私は、学生時代以来30年にわたって、社会変革を目指す運動=組織に没頭した上で、その破産を痛感して離脱した過去をもっています。その経験から、「自分の人生を組織に没入させる」生き方を否定し、「将来の理想のために現在を犠牲にする」考え方を拒否し、いま現在を「楽しく生きる」ことと「意味のある仕事をし、成果を上げる」ことの両立を追求する生き方をしようと固く決意しました。
そのため、中央葡萄酒に入社し経営者や会社のあり方が本当に素晴らしいと確信しつつも、私は頑ななまでにその姿勢を貫こうとしたのです。その結果、25年にわたる会社員生活の中で、自分を優先させる傾向を拭えず、会社や社員の皆さんに多くのご迷惑をおかけしただろうことを深くお詫びします。
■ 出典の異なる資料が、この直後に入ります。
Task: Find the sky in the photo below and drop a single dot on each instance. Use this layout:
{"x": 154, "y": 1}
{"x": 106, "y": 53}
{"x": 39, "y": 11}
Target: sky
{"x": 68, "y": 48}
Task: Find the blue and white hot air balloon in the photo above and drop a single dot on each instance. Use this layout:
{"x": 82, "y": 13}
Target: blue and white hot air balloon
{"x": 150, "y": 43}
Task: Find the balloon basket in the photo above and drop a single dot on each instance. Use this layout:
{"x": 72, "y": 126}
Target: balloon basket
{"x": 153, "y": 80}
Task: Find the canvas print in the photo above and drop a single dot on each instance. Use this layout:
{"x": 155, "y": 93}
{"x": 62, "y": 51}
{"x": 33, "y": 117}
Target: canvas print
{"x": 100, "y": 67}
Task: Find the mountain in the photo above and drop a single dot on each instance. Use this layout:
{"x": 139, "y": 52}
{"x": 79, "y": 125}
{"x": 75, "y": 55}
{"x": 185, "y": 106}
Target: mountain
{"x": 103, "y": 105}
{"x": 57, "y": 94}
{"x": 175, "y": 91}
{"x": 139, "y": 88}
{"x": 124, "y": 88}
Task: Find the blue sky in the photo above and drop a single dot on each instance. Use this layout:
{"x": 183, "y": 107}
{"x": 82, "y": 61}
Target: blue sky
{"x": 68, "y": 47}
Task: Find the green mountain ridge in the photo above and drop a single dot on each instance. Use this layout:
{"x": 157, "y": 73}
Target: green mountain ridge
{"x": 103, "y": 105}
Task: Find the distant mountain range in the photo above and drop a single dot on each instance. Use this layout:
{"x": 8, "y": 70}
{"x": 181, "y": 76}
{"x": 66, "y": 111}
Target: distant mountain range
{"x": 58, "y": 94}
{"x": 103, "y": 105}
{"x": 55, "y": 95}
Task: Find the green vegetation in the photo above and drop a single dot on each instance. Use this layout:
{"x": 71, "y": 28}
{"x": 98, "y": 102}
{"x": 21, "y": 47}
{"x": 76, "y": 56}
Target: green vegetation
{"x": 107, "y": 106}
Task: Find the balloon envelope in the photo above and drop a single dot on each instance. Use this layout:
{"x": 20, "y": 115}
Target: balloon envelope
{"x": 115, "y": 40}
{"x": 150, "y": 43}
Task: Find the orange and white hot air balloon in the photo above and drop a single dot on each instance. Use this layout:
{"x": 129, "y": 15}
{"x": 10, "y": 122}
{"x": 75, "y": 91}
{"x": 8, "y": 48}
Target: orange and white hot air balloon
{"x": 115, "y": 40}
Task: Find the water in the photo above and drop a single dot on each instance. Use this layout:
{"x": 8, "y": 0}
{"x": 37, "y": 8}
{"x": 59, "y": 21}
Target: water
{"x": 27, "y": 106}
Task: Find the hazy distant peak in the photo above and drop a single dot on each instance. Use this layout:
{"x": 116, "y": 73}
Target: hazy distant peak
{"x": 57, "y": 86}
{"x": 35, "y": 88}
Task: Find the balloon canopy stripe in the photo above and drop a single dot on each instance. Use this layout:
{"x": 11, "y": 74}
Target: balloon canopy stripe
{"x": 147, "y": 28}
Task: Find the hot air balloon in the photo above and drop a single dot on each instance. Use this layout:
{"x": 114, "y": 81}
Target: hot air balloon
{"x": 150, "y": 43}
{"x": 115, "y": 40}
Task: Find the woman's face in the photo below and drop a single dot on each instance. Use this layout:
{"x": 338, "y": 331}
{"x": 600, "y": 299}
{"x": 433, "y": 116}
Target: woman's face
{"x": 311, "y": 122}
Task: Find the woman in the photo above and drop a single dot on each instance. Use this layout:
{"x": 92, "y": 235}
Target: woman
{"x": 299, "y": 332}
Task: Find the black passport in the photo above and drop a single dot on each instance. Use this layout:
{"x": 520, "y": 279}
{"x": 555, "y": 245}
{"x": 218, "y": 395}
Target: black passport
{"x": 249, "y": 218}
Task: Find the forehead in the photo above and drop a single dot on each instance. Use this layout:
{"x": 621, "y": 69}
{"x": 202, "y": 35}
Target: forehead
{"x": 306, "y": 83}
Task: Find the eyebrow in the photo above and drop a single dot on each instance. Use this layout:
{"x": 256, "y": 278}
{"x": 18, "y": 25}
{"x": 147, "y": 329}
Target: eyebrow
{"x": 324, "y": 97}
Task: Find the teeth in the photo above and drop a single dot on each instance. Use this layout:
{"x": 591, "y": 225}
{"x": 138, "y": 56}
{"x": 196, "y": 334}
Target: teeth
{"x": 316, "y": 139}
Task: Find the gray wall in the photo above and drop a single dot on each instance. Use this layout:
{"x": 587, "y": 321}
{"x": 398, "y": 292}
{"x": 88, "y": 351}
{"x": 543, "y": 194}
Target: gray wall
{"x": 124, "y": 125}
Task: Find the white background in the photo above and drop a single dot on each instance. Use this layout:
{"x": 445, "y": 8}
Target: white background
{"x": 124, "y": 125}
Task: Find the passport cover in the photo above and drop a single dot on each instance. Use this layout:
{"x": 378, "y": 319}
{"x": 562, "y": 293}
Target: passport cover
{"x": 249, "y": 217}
この度、7月に74歳を迎える直前に退社する運びになったわけですが、私自身は幸い、体力・気力の衰えを感じていません。そこで今後は、栽培クラブ出身でブドウ栽培農家に転身しようとする二つの家族を応援して、私自身が居住している明野の地で、共同して農園を開設することにしました。これからは、人生最後の「もう一仕事」に全力を投入するつもりです。
最後に、いわくつきの身を承知で雇用していただいて以来、三澤茂計社長から受けた数々のご恩・ご厚情に心からの感謝を捧げます。
また、三澤彩奈部長がリードされる今後の中央葡萄酒のさらなる発展を祈念しています。
そして、社員の皆さんのご健康とご多幸をお祈りします。